とある大型スーパーの青果コーナーではリンゴが山積みされている。





そこに毎日のように通って来ては、数十分間は張り付く初老の男性客が居た。






その客は一個一個リンゴを手に取って、鼻に押しつけ気味にクンクンと匂いを嗅いでいる。







乱れた白髪のその男性客、匂いを嗅ぐ眼差しは妙に真剣で、いつも険しい顔つきでクンクンとリンゴの匂いをただ嗅いでいるのだ。







沢山あるリンゴを匂いで品定めしているのかと思いきや、その客はリンゴは買わずに帰って行く。

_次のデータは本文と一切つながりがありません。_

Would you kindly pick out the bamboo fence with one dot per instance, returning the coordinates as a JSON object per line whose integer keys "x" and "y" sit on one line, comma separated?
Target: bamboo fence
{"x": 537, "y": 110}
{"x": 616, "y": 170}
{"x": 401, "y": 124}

正直な話、鼻を押しつけ気味にクンクンやられては気持が悪いので店側は迷惑していたが、商品に傷を付けている訳ではないので、その男性客に注意をすることができずにいた。







ある日、「老人がリンゴを舐めている」というお客さんからの苦情が入る。





店側はすぐにあの男性客だと感付いて、私服の従業員をリンゴ売り場の近くに配備して、ぺろりとやる現場を掴むことにした。










平日の午前中にその客は現れるのでしばらく待っていると、案の定険しい顔つきで店の中に入って来た。









男性客はしばらく日用品コーナーを見て回り、そして、いよいよリンゴ売り場の前へとやって来た。









私服姿の従業員が買い物客を装って、男性客の様子を覗っていると、一個一個リンゴを手に取っては口元に持って来るいつも行為を始めた。









私服の従業員は、舐めてるところを見つけたら事務所に連れて行く算段であった。











従業員はこっそりと近づくと、男がぼそぼそと独り言を言っているのが聞こえた。







うまく聞き取れなかったので、従業員は男性客の真後ろに身を置いて囁きに聞き耳を立てた。










「食ったやつ死ね、食ったやつ死ね、みんな死ねみんな死ね・・・」

息継ぎもほとんどなしに呪いの言葉をリンゴに浴びせかけていた。











従業員はぞっとして息を飲むと、男性客は感付いたのか乱暴にリンゴを売り場に戻すと、従業員の方を睨みつけて足早に去って行った。。。。









その日から男性客がスーパーに姿を現すことは無かったが、毎日数十分間、リンゴに呪いをかける歪んだ精神に従業員達はゾッとしたのだった。